The Art of the Small (III)

"… You know what? Fuck it. I agree to your terms. Let's do it."

The Web moved suddenly, two windows coming to the fore and rushing forward to pass over him, the world they projected between their threads covering him like thin film. Both painted in his mind a vivid image of a downed spaceship in America, Missouri. Then he fell in.

In one that repeated countless and countless times with various variations, the shipwreck was salvageable and J'Son of Spartax had a brief, torrid fling with Meredith Quill before erasing the memory of his time together and leaving. In all of them, Peter wound up as a space outlaw eventually. Peter Quill. Star-Lord. Every last one of those timelines was a life relived. And in almost all of them, he and his father became bitter enemies.

In the second web gap that only varied once, J'Son of Spartax crash-landed and did not have a fixable wreck left behind. The situation proved so upsetting as to drastically affect the extent to which he bonds with Meredith. Or rather doesn't, in the beginning. The extent and also the timing – the time and place of their first coupling is delayed by a month and a day. Different time. Different seed. Different ovum. Different child gets born. Meredith the younger is begotten instead of the boy. No age-old history. No reincarnation. No old soul.

Fast forward several decades and a year, Ego descends from on high to lay with the man's daughter. He leaves her with kind lies and a mortal illness. And so is finally born the boy into the world.

Peter Jason Quill relived all of the lives he ever lived, from the first all the way to the last. The same way he'd tripped his way into doing before. Except not on the whole. The fast-forward of his re-experience decelerated abruptly just as Ego drove his arms and his feelers straight into his body and… and… and he didn't touch his soul at all, now did he?
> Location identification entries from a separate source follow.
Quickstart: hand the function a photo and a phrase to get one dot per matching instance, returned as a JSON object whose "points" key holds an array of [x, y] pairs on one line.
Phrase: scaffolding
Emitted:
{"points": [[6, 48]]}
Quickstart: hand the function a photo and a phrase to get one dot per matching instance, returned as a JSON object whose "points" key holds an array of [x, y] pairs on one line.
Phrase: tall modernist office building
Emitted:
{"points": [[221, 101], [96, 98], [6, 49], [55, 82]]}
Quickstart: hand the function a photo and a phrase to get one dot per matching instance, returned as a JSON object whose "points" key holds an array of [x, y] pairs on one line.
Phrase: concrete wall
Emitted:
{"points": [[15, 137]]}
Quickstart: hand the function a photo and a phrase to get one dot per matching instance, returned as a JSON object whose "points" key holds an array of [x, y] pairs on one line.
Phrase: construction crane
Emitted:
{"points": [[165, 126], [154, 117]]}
Star-Lord crashed up through his eight-year-old body and then lashed awake, lunging from flat to sitting abruptly. His mother and father jumped to their feet at the sight, made aborted attempts to close in and speak, then they froze at the sight of him. Whatever it was they could see in him. On him. Of him. He sat half-covered in woollen quilts and sheets of linen, but his body felt bottomless and his eyes were skies and full of stars.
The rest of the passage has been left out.